Orlando City made its first visit to Nippert Stadium needing a win and some help from others around the country to stay in the playoff hunt — but also needing to shake the specter of one of the club records. It needed just one goal to hand over the MLS’s worst goals against record to FC Cincinnati. I think the entirety of Lion Nation wants to thank Benji Michel for that stoppage time effort and shaking at least one monkey off of the club’s back. So here are our five takeaways from the 1-1 draw in Orlando’s last road game of the year.
A Failure to Communicate
During the first half, the Lions looked extremely disjointed and not on the same page, at all. Players made runs, lanes opened up through the middle, but the Lions just did not see them. You could see the frustration mounting throughout the first half as a few players — notably Nani, Will Johnson, and Lamine Sané — were demonstrably vocal in their frustration. Compound this with FC Cincinnati holding its defensive shape very well, and it became a rough outing for Orlando.
Nani Needed Some Time
If ever there was a match for Nani to show up, rile the hackles of the starting XI, start something big, and lead by example, this match was certainly it. Nani looked a little flat in the open run of play, looking for cheeky flicks and blind passes that rarely found anyone except a player in blue and orange. His run back to stop the FCC counter attack in the 51st minute was critical as Orlando was dangerously out of shape to defend. Then, after substitutions and a shift in the shape to a 4-2-3-1, Nani finally seemed to get the team thinking a little clearly and led a much more dangerous attack with Mauricio Pereyra, albeit in the final minutes of the match.
Predictable Passes Caused Headaches
Although Sebas Mendez ended the first half with a solid 88% passer rating, FCC certainly knew that the vast majority of his passes go right back where they came from, with very few passes going forward. FCC was able to pressure this very effectively in the first half and the beginning of the second. Take a look at the passing maps below as a comparison of Sebas and Pereyra.

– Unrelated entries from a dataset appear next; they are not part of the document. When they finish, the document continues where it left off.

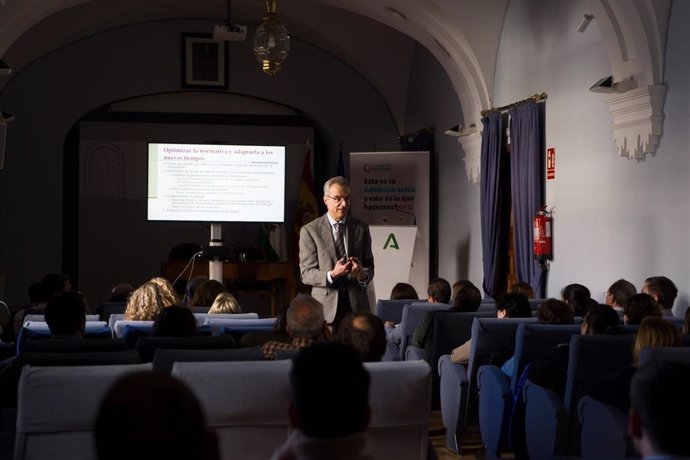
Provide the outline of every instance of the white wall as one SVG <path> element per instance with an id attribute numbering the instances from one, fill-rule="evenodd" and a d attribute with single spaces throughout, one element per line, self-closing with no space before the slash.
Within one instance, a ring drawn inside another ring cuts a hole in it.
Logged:
<path id="1" fill-rule="evenodd" d="M 443 134 L 462 123 L 455 90 L 436 59 L 418 46 L 410 75 L 407 122 L 410 131 L 436 125 L 438 163 L 438 276 L 451 284 L 483 281 L 479 186 L 465 178 L 464 152 L 456 137 Z M 420 293 L 421 294 L 421 293 Z"/>
<path id="2" fill-rule="evenodd" d="M 666 275 L 680 290 L 681 315 L 690 288 L 690 8 L 673 3 L 664 133 L 656 155 L 642 162 L 618 157 L 611 115 L 588 91 L 611 69 L 596 20 L 576 31 L 585 12 L 583 1 L 512 1 L 496 67 L 496 106 L 548 93 L 546 145 L 556 149 L 556 179 L 546 190 L 546 204 L 555 208 L 548 294 L 577 282 L 603 301 L 618 278 L 641 286 L 648 276 Z"/>

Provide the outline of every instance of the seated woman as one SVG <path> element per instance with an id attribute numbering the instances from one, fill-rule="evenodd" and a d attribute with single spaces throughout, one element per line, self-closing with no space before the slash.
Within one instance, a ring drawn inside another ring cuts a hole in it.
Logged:
<path id="1" fill-rule="evenodd" d="M 173 285 L 165 278 L 157 276 L 151 278 L 152 283 L 156 283 L 160 288 L 161 298 L 163 299 L 163 305 L 169 307 L 171 305 L 179 305 L 180 299 L 177 296 L 177 292 L 173 288 Z"/>
<path id="2" fill-rule="evenodd" d="M 208 310 L 209 314 L 217 313 L 242 313 L 242 307 L 234 295 L 229 292 L 221 292 L 216 296 L 213 305 Z"/>
<path id="3" fill-rule="evenodd" d="M 158 284 L 148 281 L 132 292 L 127 301 L 124 319 L 129 321 L 153 321 L 165 308 Z"/>
<path id="4" fill-rule="evenodd" d="M 393 286 L 393 289 L 391 289 L 390 298 L 391 298 L 391 300 L 400 300 L 400 299 L 417 300 L 417 299 L 419 299 L 419 295 L 417 294 L 417 290 L 411 284 L 396 283 L 396 285 Z"/>

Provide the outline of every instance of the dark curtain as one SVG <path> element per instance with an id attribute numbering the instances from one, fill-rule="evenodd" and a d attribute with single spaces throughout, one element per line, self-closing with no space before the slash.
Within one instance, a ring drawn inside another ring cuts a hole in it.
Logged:
<path id="1" fill-rule="evenodd" d="M 505 154 L 506 116 L 500 112 L 482 118 L 482 151 L 480 166 L 480 213 L 484 265 L 484 292 L 495 297 L 505 289 L 506 253 L 510 197 L 509 163 Z"/>
<path id="2" fill-rule="evenodd" d="M 528 102 L 510 110 L 510 183 L 515 269 L 519 281 L 544 296 L 545 268 L 534 259 L 534 214 L 544 203 L 544 104 Z"/>

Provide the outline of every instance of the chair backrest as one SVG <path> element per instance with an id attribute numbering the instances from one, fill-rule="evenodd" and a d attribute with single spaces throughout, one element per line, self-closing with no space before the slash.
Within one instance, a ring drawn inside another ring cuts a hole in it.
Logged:
<path id="1" fill-rule="evenodd" d="M 378 299 L 376 301 L 376 316 L 383 321 L 393 321 L 395 324 L 400 324 L 402 321 L 402 312 L 405 305 L 413 302 L 419 302 L 419 299 Z"/>
<path id="2" fill-rule="evenodd" d="M 208 309 L 204 313 L 194 313 L 194 318 L 196 318 L 197 326 L 203 326 L 206 322 L 206 318 L 216 318 L 216 319 L 259 319 L 259 314 L 256 312 L 251 313 L 208 313 Z"/>
<path id="3" fill-rule="evenodd" d="M 93 424 L 110 385 L 150 364 L 33 367 L 18 387 L 15 460 L 96 458 Z"/>
<path id="4" fill-rule="evenodd" d="M 115 322 L 120 321 L 122 319 L 125 319 L 124 313 L 111 313 L 111 315 L 108 317 L 108 327 L 114 331 L 115 330 Z"/>
<path id="5" fill-rule="evenodd" d="M 532 311 L 536 311 L 537 308 L 539 308 L 539 305 L 544 303 L 544 301 L 547 299 L 529 299 L 529 306 L 532 307 Z"/>
<path id="6" fill-rule="evenodd" d="M 79 353 L 24 352 L 17 360 L 18 366 L 101 366 L 106 364 L 139 364 L 135 350 L 83 351 Z"/>
<path id="7" fill-rule="evenodd" d="M 205 326 L 211 326 L 211 335 L 222 335 L 236 333 L 247 333 L 253 331 L 271 331 L 275 318 L 259 319 L 232 319 L 216 318 L 217 315 L 209 315 L 204 320 Z"/>
<path id="8" fill-rule="evenodd" d="M 455 347 L 467 342 L 472 336 L 474 318 L 495 318 L 495 311 L 453 312 L 440 311 L 434 317 L 434 333 L 432 336 L 431 355 L 429 365 L 438 368 L 438 360 L 443 355 L 450 354 Z M 436 409 L 439 403 L 439 375 L 431 374 L 432 407 Z"/>
<path id="9" fill-rule="evenodd" d="M 113 333 L 115 335 L 115 338 L 124 338 L 127 335 L 128 329 L 136 329 L 141 332 L 150 333 L 153 329 L 153 321 L 134 321 L 127 319 L 119 319 L 115 321 L 115 325 L 113 326 Z"/>
<path id="10" fill-rule="evenodd" d="M 690 347 L 645 347 L 640 350 L 640 366 L 659 361 L 690 363 Z"/>
<path id="11" fill-rule="evenodd" d="M 514 349 L 515 333 L 525 322 L 536 322 L 536 318 L 475 318 L 472 323 L 472 345 L 467 363 L 467 385 L 460 393 L 460 427 L 478 424 L 477 372 L 489 364 L 494 353 L 504 345 Z"/>
<path id="12" fill-rule="evenodd" d="M 101 315 L 101 321 L 108 321 L 113 313 L 124 314 L 127 302 L 99 302 L 96 305 L 96 313 Z"/>
<path id="13" fill-rule="evenodd" d="M 515 334 L 515 364 L 510 376 L 510 388 L 515 393 L 525 366 L 547 353 L 554 346 L 570 343 L 570 337 L 580 333 L 578 324 L 522 323 Z"/>
<path id="14" fill-rule="evenodd" d="M 101 317 L 100 315 L 85 315 L 86 322 L 94 322 L 98 321 L 101 322 Z M 38 313 L 31 313 L 29 315 L 24 315 L 24 325 L 28 322 L 33 322 L 33 323 L 45 323 L 46 322 L 46 317 L 44 314 L 38 314 Z M 107 323 L 105 323 L 107 326 Z"/>
<path id="15" fill-rule="evenodd" d="M 121 339 L 27 339 L 24 353 L 82 353 L 123 351 L 125 342 Z"/>
<path id="16" fill-rule="evenodd" d="M 176 362 L 171 375 L 199 399 L 221 458 L 271 458 L 288 435 L 292 361 Z"/>
<path id="17" fill-rule="evenodd" d="M 567 445 L 556 445 L 557 453 L 579 455 L 580 423 L 577 403 L 585 396 L 593 380 L 605 377 L 632 362 L 635 336 L 623 335 L 573 335 L 570 338 L 568 374 L 563 406 L 567 412 Z"/>
<path id="18" fill-rule="evenodd" d="M 218 348 L 218 349 L 175 349 L 156 348 L 153 355 L 153 370 L 169 374 L 175 363 L 220 362 L 220 361 L 262 361 L 261 347 Z"/>
<path id="19" fill-rule="evenodd" d="M 434 310 L 448 310 L 450 305 L 445 303 L 418 302 L 403 307 L 400 320 L 400 360 L 405 360 L 405 350 L 412 340 L 415 329 L 422 322 L 426 314 Z"/>
<path id="20" fill-rule="evenodd" d="M 636 457 L 628 437 L 628 414 L 589 396 L 578 401 L 583 459 Z"/>
<path id="21" fill-rule="evenodd" d="M 371 377 L 367 450 L 373 458 L 426 460 L 431 368 L 425 361 L 365 363 L 364 366 Z"/>
<path id="22" fill-rule="evenodd" d="M 28 322 L 19 329 L 17 336 L 17 354 L 24 349 L 24 342 L 28 339 L 49 339 L 52 336 L 48 324 L 45 322 Z M 91 321 L 86 323 L 84 329 L 85 339 L 111 338 L 112 331 L 103 321 Z"/>
<path id="23" fill-rule="evenodd" d="M 232 336 L 197 336 L 197 337 L 139 337 L 135 349 L 141 357 L 141 362 L 153 360 L 159 349 L 188 349 L 209 350 L 220 348 L 235 348 L 237 343 Z"/>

There are a massive amount of passes going left to right for Mendez, or return to sender, but not much press and push. Also note how many forward passes were not completed, as part of a paltry team passer rating of 78%.
Sloppy Tackles and Late Physicality
There are professional fouls, ones that need to be taken at the right moment and right time to slow the match down a bit, and then there are the fouls that the Lions were committing during the match. The Lions were called for 14 fouls while FCC was called for only seven. I do think the yellows shown to Mendez, Robin Jansson, and Kyle Smith were pretty fair. The match was certainly a bit chippy, and too often the Lions were just a bit late, or just a bit too direct. The Lions defended the set pieces created by their poor fouls well, but they certainly gave up too many, too close, and almost caused a penalty kick.
Subs to the Rescue Again
As mentioned earlier, thank you Benji Michel and Chris Mueller for the spark you brought to the pitch. As with the starting XI, it took a little while for things to get rolling but the combination of Benji and Cash, combined with the shift in formation, made a huge difference on the pitch. Kyle Smith, who came on for Joao Moutinho in the 14th minute due to an injury (and we all collectively hope it is not the same hamstring injury that has plagued him this season), played a fantastic match. The Lions have needed their substitutes to perform this season, and I believe that they have.
It was another tough match to watch, made even harder by the updates from around the Eastern Conference all match. One monkey is off the club’s back, but it certainly needs to find a way to shake more off and quickly. It will be interesting to see how the club will now handle the final match of 2019.